When I read “The legacy that wasn’t: wonton soup” by T. Susan Chang (an excerpt from A Spoonful of Promises) it really struck home. Susan was also attempting to learn about her heritage through food. She was attempting to recreate something purely from sensory memory. As adults, we have learned to rely on external cues for teaching – books, visuals, you name it. Very few of us have the talent to go back into our memories and create a dish that still stirs up the emotions that carried it forward into today. I am likely guilty of that myself.
While I have been digging through the “big green box” of recipes, I realized that most of what I remember my mom cooking didn’t come out of that box. What I loved – no, it was more than love, it was unadulterated bliss – was her fried chicken and equally, her chicken-fried steak. So when I called my mom to get the recipe, she laughed in my face. Seriously.
She then repeated the following recipe to me:
Chicken Fried Steak
Cube steaks (1 per person) – pounded (she got hers pre-pounded from the butcher)
Put into seasoned flour and coat – use whatever seasonings you like
Fry in a pan with enough oil to keep from sticking – flipping once to brown both sides.
Serve with country gravy and mashed potatoes.
She even said she likely bought the gravy as a packet.
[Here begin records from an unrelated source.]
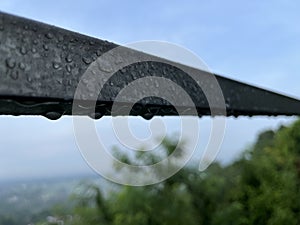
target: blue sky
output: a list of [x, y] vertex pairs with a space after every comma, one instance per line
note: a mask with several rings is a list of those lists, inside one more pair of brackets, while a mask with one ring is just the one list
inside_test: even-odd
[[[299, 1], [1, 0], [0, 10], [119, 44], [179, 44], [214, 72], [300, 98]], [[209, 119], [202, 120], [205, 131]], [[228, 162], [258, 132], [292, 120], [229, 118], [219, 160]], [[110, 134], [109, 121], [97, 122], [100, 133]], [[148, 122], [137, 118], [132, 126], [147, 135]], [[70, 118], [1, 116], [0, 146], [0, 180], [91, 171], [76, 148]]]

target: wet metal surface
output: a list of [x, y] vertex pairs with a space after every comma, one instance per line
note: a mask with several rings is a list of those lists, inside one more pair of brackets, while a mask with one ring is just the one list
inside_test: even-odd
[[[0, 13], [0, 115], [43, 115], [49, 119], [71, 115], [74, 94], [82, 75], [98, 57], [117, 46], [108, 41]], [[141, 58], [145, 55], [134, 50], [132, 52]], [[85, 102], [89, 101], [85, 96], [78, 114], [93, 118], [110, 115], [114, 99], [122, 88], [134, 80], [152, 76], [169, 79], [181, 86], [195, 103], [198, 115], [210, 115], [208, 101], [197, 83], [178, 67], [167, 61], [157, 62], [155, 58], [117, 71], [105, 83], [96, 110], [84, 107]], [[204, 78], [211, 76], [205, 71], [197, 73]], [[215, 76], [224, 95], [227, 116], [300, 114], [300, 102], [297, 99]], [[215, 88], [209, 82], [203, 85]], [[120, 115], [121, 109], [129, 103], [116, 102], [120, 107]], [[177, 102], [176, 106], [189, 108], [181, 102]], [[188, 110], [186, 114], [189, 114]], [[154, 115], [177, 115], [177, 112], [166, 100], [148, 97], [134, 105], [131, 115], [150, 119]]]

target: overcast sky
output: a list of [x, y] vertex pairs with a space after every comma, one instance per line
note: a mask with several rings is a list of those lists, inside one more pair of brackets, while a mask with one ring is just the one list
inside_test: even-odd
[[[300, 98], [299, 1], [1, 0], [0, 10], [119, 44], [143, 40], [178, 44], [216, 73]], [[260, 131], [292, 120], [228, 118], [218, 159], [229, 162]], [[176, 132], [176, 119], [165, 122], [170, 133]], [[209, 123], [208, 118], [200, 119], [201, 137], [208, 136]], [[137, 135], [149, 135], [148, 125], [140, 118], [131, 120]], [[109, 118], [97, 121], [97, 128], [108, 146], [117, 143]], [[49, 121], [1, 116], [0, 180], [91, 173], [72, 129], [70, 117]]]

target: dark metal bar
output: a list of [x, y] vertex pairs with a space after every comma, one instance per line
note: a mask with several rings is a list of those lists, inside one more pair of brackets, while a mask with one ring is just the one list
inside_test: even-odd
[[[0, 13], [0, 114], [43, 115], [50, 119], [71, 115], [74, 94], [82, 75], [98, 57], [117, 46], [40, 22]], [[146, 55], [133, 50], [132, 52], [141, 58]], [[109, 81], [113, 85], [106, 85], [99, 96], [96, 111], [86, 108], [78, 114], [88, 114], [96, 118], [110, 115], [114, 99], [122, 87], [141, 77], [157, 76], [170, 79], [181, 86], [191, 96], [199, 116], [210, 115], [207, 98], [195, 81], [176, 68], [176, 63], [170, 65], [167, 60], [166, 63], [157, 62], [156, 58], [116, 72]], [[205, 71], [187, 66], [184, 68], [200, 73], [203, 77], [210, 76]], [[227, 116], [300, 115], [298, 99], [215, 76], [224, 95]], [[121, 106], [130, 103], [117, 104]], [[180, 102], [177, 107], [188, 108]], [[130, 113], [145, 118], [154, 115], [177, 115], [169, 102], [155, 97], [142, 99], [134, 105]], [[188, 110], [186, 114], [189, 114]]]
LOL!
So, I took it upon myself to make this for dinner that night. Fortunately, I was a step ahead of her and had already gotten my pounded chuck roast steaks the day before and had them brining in buttermilk with a heavy dose of cayenne pepper. I then removed them and put them into a self-sealing bag full of AP flour combined with loads of paprika, salt and pepper and some rosemary. I heavily coated them and then fried them up to a deep brown. I like the crispies the best! I then placed them on a rimmed baking sheet in a warm oven while I made gravy. I used about 2.5-3 cups of beef stock to deglaze the pan. I added more salt and pepper and some flour, which I had in a side bowl that I added a ladleful of stock to it to thin it out. I then whisked the whole thing until it reduced to a thickness that I liked. I made mashed russet potatoes with butter and cream. The whole damn thing was awesome and super easy to make!
I even ate it for breakfast the next day. Thanks Mom!!